Et pour ceux qui l'ignorent, je rappelle que notre pays vote depuis toujours en faveur de l'évacuation de l'île cubaine de Guantanamo par les forces américaines.
Bourguiba a réussi là où Castro a échoué.
Le nombre des victimes tunisiennes de l'agression française continue aujourd'hui encore à alimenter des débats dans les médias, pourtant ce nombre est facile à déterminer puisque les familles des victimes font partie de la liste des familles des martyrs tombés durant la lutte de libération nationale, et à ce titre reçoivent des indemnités de l'Etat tunisien. Il existe un autre moyen de déterminer ce nombre qui consiste à s'informer auprès des autorités régionales puisque dans beaucoup de gouvernorats on a érigé un mausolée commémorant le martyre de ceux qui furent victimes de l'agression française.

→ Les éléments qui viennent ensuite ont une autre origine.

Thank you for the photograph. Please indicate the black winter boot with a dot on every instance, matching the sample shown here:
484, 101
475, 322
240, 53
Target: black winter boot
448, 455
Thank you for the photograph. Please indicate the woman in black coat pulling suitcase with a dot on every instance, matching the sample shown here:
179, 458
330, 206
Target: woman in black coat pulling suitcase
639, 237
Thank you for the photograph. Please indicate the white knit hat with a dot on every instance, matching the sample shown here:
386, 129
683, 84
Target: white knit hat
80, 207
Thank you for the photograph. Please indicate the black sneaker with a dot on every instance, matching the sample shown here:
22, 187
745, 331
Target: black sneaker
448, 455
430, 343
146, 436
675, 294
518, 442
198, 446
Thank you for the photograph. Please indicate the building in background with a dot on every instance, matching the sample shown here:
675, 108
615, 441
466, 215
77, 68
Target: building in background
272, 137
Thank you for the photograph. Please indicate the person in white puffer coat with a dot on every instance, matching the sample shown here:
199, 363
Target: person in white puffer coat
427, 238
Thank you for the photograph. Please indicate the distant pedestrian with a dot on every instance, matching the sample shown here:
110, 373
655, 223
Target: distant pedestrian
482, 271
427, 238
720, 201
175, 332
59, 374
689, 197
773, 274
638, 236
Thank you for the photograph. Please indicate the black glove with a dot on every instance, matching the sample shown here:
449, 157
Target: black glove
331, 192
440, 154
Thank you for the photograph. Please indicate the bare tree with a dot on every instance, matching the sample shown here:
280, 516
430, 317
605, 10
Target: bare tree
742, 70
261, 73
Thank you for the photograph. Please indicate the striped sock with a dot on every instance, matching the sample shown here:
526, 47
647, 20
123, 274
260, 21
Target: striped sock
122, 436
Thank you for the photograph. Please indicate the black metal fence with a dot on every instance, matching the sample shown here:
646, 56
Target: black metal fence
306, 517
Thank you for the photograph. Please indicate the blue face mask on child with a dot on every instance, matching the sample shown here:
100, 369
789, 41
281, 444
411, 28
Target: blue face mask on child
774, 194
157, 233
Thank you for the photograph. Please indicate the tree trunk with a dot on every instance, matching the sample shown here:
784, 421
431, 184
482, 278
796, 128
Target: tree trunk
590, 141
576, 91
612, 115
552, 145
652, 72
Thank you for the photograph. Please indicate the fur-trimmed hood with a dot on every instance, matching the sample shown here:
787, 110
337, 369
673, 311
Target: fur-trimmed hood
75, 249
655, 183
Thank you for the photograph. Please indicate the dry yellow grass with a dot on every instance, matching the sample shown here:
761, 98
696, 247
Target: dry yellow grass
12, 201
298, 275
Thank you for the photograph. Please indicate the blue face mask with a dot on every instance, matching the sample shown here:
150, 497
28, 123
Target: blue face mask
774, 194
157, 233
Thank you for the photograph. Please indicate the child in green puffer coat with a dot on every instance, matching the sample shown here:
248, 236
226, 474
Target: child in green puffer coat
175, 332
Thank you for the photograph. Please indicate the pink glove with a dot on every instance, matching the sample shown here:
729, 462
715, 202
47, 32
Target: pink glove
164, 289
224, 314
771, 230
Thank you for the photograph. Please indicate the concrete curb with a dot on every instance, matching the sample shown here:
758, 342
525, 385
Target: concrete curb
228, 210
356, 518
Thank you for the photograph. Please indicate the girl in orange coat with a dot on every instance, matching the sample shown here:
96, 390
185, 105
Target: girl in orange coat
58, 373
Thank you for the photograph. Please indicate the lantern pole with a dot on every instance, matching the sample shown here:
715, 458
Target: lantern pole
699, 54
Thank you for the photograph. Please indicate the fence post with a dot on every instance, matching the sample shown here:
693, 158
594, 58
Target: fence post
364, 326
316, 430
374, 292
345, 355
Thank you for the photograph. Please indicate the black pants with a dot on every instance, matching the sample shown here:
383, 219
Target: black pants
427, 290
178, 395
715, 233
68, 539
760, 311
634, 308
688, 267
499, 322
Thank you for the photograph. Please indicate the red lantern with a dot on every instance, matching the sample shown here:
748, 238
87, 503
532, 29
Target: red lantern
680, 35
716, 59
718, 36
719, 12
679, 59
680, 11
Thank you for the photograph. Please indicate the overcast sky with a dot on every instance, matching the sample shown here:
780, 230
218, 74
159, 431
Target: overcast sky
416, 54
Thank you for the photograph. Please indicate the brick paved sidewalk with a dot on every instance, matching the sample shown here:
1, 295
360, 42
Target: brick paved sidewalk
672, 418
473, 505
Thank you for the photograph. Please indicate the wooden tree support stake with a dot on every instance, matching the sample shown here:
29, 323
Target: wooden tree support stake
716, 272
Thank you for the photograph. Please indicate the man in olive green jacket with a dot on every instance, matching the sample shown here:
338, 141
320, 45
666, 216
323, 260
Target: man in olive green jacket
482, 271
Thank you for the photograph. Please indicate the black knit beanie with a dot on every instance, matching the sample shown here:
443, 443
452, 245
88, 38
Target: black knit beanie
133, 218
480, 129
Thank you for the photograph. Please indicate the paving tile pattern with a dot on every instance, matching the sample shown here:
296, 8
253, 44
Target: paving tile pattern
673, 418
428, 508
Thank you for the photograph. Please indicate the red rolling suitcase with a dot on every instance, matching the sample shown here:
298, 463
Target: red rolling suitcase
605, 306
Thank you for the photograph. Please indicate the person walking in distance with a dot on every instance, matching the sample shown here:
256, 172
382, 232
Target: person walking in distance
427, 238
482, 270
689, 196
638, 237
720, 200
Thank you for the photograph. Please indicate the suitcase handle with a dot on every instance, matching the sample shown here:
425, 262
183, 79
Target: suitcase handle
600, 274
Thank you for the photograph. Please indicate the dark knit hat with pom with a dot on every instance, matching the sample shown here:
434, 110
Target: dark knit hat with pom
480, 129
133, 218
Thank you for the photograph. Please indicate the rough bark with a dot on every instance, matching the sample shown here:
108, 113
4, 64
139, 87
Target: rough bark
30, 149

Jean Planchais, que j'ai cité plus haut, résume la bataille de Bizerte en deux phrases : «Les parachutistes, les 19 et 20 juillet, dégagent la base. L'affaire fait 200 morts tunisiens». On est donc très loin des chiffres avancés par les détracteurs de Bourguiba dont le maire de l'époque, Dr Tarras, qui n'a pas hésité dans une émission de témoignage de la chaîne nationale d'agréer le chiffre de trois mille avancé par l'animatrice de l'émission à partir d'une «enquête» d'Omar Khélifi.

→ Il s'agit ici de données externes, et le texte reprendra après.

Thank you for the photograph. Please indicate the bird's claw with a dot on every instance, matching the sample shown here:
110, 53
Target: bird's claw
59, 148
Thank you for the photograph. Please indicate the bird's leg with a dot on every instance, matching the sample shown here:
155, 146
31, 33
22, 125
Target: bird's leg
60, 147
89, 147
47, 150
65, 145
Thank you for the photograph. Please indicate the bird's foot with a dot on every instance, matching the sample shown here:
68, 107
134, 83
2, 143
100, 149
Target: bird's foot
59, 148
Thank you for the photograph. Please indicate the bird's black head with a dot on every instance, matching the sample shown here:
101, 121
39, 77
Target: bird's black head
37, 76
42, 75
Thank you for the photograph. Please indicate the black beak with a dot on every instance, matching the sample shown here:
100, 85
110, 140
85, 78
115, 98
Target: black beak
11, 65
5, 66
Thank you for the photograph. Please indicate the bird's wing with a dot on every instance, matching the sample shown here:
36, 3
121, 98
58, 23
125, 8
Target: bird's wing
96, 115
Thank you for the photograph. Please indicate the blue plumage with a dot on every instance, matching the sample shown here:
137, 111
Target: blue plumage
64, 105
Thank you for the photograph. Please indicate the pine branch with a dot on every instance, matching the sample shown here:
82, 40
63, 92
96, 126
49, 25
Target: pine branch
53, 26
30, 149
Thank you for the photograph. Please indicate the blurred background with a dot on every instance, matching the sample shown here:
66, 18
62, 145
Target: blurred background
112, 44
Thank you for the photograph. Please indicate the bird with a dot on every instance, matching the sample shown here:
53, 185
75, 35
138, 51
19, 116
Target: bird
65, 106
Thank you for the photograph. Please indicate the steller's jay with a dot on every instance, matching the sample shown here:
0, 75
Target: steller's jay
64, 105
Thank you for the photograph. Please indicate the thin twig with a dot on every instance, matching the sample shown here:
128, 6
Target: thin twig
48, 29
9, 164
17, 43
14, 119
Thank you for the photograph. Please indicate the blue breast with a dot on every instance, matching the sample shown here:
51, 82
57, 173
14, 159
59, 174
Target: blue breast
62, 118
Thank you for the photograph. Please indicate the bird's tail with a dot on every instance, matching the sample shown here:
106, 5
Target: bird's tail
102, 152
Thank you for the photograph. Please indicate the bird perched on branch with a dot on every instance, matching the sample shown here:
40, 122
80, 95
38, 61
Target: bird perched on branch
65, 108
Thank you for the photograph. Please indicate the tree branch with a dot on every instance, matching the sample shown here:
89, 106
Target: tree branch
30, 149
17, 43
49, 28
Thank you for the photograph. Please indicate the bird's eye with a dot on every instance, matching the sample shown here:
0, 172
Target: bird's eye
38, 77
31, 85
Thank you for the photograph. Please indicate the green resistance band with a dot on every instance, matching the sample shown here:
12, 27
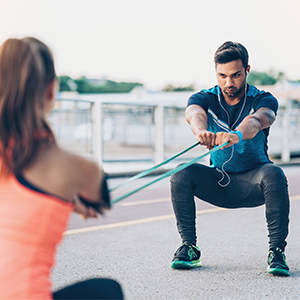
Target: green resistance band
169, 173
148, 171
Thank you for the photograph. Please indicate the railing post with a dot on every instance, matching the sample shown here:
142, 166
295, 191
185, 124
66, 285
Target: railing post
285, 154
159, 155
97, 136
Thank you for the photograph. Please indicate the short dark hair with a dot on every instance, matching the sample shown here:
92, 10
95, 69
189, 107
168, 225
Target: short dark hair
230, 51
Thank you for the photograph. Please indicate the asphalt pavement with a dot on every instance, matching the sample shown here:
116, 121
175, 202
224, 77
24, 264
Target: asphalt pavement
135, 243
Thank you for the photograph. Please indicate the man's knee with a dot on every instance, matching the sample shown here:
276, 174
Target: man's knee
272, 174
183, 176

L'indépendance acquise par le verbe
La commémoration de l'évacuation de Bizerte ne devrait pas être uniquement une cérémonie de recueillement mais une occasion pour expliquer aux nouvelles générations le sacrifice de centaines de jeunes destouriens pour l'indépendance de notre pays. Ces derniers avaient répondu spontanément à l'appel de Bourguiba afin de forcer une grande puissance à admettre la pleine souveraineté nationale telle que reconnue cinq ans plus tôt par cette même puissance dans les accords du 20 mars 1956.

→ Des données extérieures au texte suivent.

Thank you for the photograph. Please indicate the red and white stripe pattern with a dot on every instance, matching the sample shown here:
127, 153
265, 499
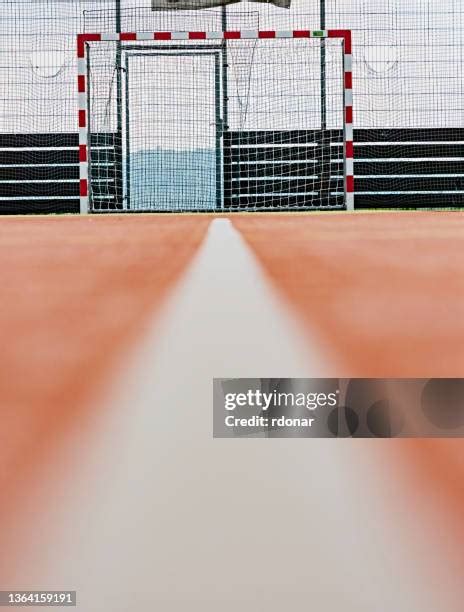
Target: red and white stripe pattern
82, 39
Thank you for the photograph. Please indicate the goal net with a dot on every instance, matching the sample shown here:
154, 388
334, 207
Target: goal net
214, 121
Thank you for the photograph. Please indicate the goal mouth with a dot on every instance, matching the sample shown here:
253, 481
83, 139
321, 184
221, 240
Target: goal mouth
215, 121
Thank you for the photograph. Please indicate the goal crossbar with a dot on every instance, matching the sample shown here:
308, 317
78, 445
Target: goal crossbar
82, 87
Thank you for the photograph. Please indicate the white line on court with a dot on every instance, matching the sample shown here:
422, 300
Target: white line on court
159, 516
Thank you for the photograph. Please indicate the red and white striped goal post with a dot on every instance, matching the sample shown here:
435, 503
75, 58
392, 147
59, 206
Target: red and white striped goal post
82, 39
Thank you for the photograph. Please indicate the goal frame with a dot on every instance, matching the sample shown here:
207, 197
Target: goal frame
82, 88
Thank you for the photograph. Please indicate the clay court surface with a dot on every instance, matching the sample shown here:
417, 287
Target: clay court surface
89, 302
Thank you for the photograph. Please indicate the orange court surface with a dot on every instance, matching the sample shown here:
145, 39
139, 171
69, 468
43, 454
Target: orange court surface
84, 300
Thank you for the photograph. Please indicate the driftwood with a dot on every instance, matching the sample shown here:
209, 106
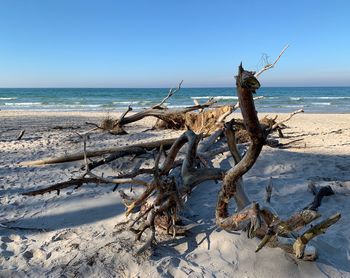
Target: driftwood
139, 148
173, 177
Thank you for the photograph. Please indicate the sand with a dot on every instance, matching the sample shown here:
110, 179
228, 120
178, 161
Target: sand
78, 233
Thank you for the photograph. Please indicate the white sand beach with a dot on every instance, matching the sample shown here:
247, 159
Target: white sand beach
78, 233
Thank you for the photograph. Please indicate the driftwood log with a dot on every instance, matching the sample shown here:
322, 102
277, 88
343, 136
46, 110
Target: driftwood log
187, 164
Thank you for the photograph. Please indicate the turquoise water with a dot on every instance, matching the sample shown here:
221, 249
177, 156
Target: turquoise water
284, 99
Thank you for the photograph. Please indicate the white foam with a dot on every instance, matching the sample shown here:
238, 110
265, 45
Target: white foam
215, 97
321, 103
22, 103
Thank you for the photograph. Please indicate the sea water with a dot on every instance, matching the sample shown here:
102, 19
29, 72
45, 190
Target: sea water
276, 99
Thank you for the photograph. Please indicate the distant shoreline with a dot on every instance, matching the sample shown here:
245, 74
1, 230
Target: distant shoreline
275, 99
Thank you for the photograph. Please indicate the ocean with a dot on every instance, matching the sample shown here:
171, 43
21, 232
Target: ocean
276, 99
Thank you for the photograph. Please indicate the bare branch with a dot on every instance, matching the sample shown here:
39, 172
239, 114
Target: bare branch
269, 66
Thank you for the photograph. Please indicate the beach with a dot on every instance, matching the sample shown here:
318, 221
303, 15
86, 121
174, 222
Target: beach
79, 233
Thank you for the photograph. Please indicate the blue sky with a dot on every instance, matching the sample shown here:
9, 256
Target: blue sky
157, 43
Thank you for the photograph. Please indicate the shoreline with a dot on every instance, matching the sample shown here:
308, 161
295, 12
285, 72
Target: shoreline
58, 229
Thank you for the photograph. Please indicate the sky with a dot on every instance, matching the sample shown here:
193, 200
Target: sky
157, 43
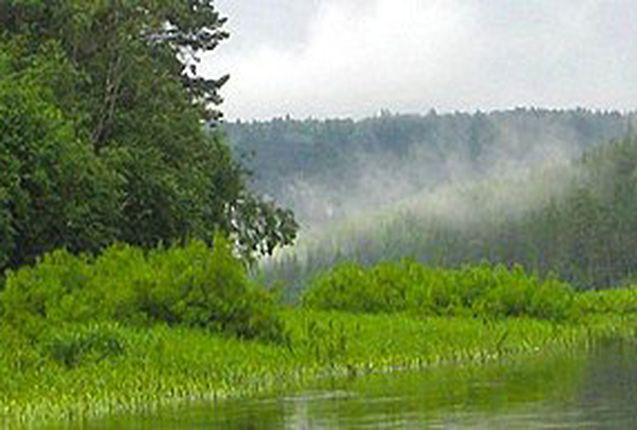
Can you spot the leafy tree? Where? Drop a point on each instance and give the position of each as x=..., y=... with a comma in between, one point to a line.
x=125, y=89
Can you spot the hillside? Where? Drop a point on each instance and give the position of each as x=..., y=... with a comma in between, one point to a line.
x=333, y=169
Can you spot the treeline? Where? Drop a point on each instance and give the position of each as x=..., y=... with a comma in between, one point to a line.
x=576, y=221
x=325, y=169
x=102, y=136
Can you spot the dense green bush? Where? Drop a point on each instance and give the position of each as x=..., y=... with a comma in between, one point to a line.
x=408, y=286
x=618, y=302
x=191, y=285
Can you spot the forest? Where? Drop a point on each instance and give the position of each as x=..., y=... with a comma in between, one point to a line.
x=153, y=254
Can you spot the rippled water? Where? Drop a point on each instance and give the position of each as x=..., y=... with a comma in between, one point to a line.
x=593, y=390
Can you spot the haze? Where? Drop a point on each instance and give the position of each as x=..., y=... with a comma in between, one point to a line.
x=351, y=58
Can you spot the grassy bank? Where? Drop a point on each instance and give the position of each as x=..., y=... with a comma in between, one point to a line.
x=161, y=365
x=132, y=330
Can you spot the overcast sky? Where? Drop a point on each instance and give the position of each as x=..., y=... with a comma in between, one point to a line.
x=351, y=58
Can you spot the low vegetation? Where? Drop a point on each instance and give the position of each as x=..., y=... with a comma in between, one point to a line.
x=132, y=330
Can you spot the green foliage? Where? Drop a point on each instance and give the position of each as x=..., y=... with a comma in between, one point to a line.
x=102, y=135
x=408, y=286
x=607, y=302
x=574, y=220
x=191, y=285
x=85, y=345
x=160, y=366
x=326, y=169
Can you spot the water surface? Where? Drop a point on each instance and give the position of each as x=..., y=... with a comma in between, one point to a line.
x=594, y=390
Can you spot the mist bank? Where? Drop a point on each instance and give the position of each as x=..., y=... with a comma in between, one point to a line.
x=330, y=170
x=575, y=220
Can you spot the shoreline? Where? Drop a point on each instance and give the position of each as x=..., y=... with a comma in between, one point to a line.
x=169, y=367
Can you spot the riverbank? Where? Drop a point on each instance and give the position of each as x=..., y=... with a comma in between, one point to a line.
x=158, y=366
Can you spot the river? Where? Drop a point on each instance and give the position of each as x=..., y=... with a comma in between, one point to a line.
x=594, y=389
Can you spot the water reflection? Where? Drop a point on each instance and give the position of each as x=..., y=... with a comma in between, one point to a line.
x=576, y=390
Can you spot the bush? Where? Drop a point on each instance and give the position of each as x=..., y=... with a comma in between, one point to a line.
x=407, y=286
x=191, y=285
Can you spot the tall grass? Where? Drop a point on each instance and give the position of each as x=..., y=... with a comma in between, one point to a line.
x=134, y=369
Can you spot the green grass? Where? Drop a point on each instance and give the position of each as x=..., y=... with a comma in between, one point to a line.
x=161, y=365
x=132, y=331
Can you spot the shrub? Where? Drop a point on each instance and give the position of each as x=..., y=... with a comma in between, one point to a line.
x=407, y=286
x=191, y=285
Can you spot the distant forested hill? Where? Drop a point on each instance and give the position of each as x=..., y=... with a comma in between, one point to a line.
x=326, y=169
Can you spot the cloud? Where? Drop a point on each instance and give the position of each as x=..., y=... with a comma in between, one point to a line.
x=354, y=57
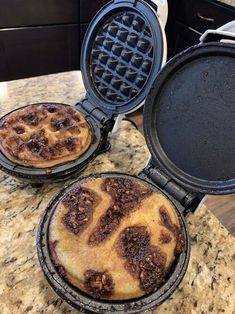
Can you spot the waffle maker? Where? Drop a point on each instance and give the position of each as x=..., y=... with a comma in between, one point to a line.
x=188, y=122
x=123, y=50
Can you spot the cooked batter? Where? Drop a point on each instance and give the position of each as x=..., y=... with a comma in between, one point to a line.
x=44, y=135
x=114, y=238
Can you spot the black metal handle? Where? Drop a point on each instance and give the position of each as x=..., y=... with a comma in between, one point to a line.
x=204, y=18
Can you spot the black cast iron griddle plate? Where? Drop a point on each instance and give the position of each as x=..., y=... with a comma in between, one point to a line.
x=84, y=302
x=121, y=57
x=189, y=119
x=122, y=52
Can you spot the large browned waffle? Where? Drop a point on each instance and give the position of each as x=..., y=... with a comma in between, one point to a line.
x=44, y=135
x=114, y=238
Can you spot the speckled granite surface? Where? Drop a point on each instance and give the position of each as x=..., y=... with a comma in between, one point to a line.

Il serait significatif de rapporter, à ce propos, l'intitulé du chapitre consacré par Jean Planchais dans son livre, cité ci-haut, «Tunisie : l'indépendance acquise par le verbe»
Le verbe faisait partie aussi du génie de Bourguiba
Dans le rapport du ministère des Affaires étrangères cité en introduction et dont le contenu est aujourd'hui, encore, d'actualité, il est souligné que le « projet du monde occidental essaie de construire un nouvel ordre qui protège sa sécurité, sert ses intérêts et diffuse son modèle de société»
Or ce modèle de société est loin d'obtenir l'adhésion des autres peuples appartenant à des cultures différentes et notamment parmi les peuples musulmans.
Aussi est-il proposé dans l'une des recommandations de ce rapport aux autorités politiques nationales «d'introduire notre approche des dangers que représente le terrorisme, en réaction au projet occidental, et nous mobiliser pour d'autres aspects** qui peuvent devenir, à moyen terme, le bouclier au danger du fanatisme, de l'intolérance et de l'intégrisme»
Si aujourd'hui la souveraineté nationale est loin d'être ce qu'elle fut du temps de Bourguiba, c'est que son successeur n'avait pas pris les dispositions nécessaires pour consolider l'invulnérabilité de la société tunisienne face à l'intégrisme et le fanatisme religieux autrement que par la répression policière.
(*) Ancien diplomate
*C'est le nom donné par de Gaulle aux Nations unies après le vote en faveur de la Tunisie
** On avait proposé « modèle démocratique » dans le document initial.